There are some heavy weight graphics & film professionals that I spoke with at XRDC that are highly skeptical that we can really bring ray tracing to XR anytime soon. The way XR is rendered does not fit in with the typical way that Ray Tracing is done. At Unite LA the CEO of Unity said further that he thinks Ray Tracing as a technology is at least 3.5 years away. Unity is and has been using a combination of Rasterization and Path tracing for Shadows, Subsurface Scattering and other HD effects in their High Def Render Pipeline but many professionals still draw a hard line of distinction between path tracing and pure ray tracing which is computationally a lot more expensive. The word is, that Unity’s engine would basically need to be re-written from scratch to support pure ray tracing, and that film makers will not use it currently as is. They (the leading professionals in film & tv) have been using Unreal Engine 4 for almost five years now to do things like the Nascar’s Augmented Reality television experience which is basically AR on TV that is enabled with Unreal Engine 4. Augmented Reality on television is easily making 100 times more money on television than it is in Augmented Reality headsets like Hololens.

The Weather Channel especially is capitalizing on using XR in their tv broadcasts and it looks amazing.

So the best use of RTX cards might be coupled with the Pimax 5k+/8k headset but that’s a huge purchase. It’s also not going to be portable. The Pimax uses the older outside in tracking like the original HTC Vive. It’s rock solid tracking, but it’s very hard to travel with, and time consuming to setup.

The Microsoft Mixed Reality HMD’s have always offered more value for users who want a portable XR headset that can work with a regular laptop, like Walmart’s new line of gaming laptops, and they have the newer inside out tracking that doesn’t require users to carry special cameras or lighthouse boxes that they need to set up play space with. It’s convenient, it’s portable, and it works in at least half a dozen places you can’t set up a Vive or Oculus in (like an airplane, a train, a car, a small table in the middle of a noisy room with lots of people etc…)

So when I saw the new Odyssey+ HMD was going to create the illusion of having about twice its resolution while still only requiring the GPU to render the same amount of pixels I let my imagination run wild wondering if this could compete with the Pimax 5K+ in terms of the visual clarity you get from 5K pixels.

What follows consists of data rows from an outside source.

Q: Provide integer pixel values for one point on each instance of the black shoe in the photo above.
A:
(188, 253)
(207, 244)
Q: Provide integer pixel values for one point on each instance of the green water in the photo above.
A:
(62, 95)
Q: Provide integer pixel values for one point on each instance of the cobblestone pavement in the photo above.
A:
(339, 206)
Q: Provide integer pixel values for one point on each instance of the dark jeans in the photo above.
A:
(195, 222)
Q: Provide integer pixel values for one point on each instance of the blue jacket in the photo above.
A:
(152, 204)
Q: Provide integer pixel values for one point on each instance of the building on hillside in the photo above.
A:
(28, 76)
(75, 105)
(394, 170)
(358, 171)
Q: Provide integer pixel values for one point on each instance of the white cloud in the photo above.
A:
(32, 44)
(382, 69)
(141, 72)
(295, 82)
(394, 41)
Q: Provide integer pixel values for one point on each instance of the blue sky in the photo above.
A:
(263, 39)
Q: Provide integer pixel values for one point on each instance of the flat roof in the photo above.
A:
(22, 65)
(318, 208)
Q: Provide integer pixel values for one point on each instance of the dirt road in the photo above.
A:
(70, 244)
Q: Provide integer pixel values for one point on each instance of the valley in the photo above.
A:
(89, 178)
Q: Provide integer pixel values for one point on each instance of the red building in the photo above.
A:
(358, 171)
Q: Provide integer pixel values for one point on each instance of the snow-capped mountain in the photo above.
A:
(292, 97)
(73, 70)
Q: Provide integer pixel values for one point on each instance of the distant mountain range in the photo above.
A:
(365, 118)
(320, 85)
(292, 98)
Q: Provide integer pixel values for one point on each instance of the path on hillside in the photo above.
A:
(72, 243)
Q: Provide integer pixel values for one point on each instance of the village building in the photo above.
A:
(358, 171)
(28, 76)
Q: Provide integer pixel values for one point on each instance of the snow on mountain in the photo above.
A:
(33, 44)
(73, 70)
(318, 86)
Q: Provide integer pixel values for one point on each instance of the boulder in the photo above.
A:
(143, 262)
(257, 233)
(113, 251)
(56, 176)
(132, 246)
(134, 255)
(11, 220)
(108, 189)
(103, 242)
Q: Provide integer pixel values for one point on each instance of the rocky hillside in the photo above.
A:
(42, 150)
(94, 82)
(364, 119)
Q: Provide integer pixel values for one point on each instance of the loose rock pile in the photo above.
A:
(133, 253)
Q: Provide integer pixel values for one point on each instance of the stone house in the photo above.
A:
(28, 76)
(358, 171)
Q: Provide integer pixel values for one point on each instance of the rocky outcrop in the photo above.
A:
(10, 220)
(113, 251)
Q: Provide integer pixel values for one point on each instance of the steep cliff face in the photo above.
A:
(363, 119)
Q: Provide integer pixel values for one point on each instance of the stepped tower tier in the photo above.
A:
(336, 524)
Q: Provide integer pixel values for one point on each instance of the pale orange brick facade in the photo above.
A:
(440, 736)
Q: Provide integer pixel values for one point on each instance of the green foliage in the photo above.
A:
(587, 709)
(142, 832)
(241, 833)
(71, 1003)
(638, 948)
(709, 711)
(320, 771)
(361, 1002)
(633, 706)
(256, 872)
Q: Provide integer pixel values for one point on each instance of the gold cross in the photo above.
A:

To be completely honest the Odyssey+ feels like the most clear screen I’ve ever tried. The Pimax 5k+/8k screens have a little bit of warping to the lens. Based on when I tried them less than a year ago. I’ve heard that Pimax has made a ton of visual upgrades since then, but I am still seeing reports from new users are slightly put off by the lens the first time they try it. Don’t get me wrong Pimax screens are beautiful and totally worth the money if you are a big spender, but the Odyssey+ is really great.

The Odyssey+ may be even the best screen for someone who wants something premium, high end, with great sound, great fit, that’s easy to clean with it’s removable headband, works great, does the job and of course is both portable and computationally more affordable considering the GPU in your existing laptop.

So I think for a lot of people, especially XR professionals, the Samsung Odyssey+ is going to be the right choice for a 2018 Mixed Reality headset. Especially if you want something more portable than the HTC Vive you probably have in your living room, those people especially are going to love Samsung’s new Anti-SDE (screen door effect reducing) technology.

On the other hand if you money to burn, you really want a 210 degree wide field of view, powered by the most expensive GPU, and you don’t need to travel at all with your XR headset then the Pimax is another great choice.

2018 is a great year for new XR technology. Samsung has really brought us what I think is the best XR screen to date, but now I sincerely hope that Samsung explores creating a headset that has a 210 FOV, because in the technology space at least competition really seems to drive innovation.

I am hoping we see great new screen technology from all the XR HMD makers going forward into the end of 2018 and into 2019.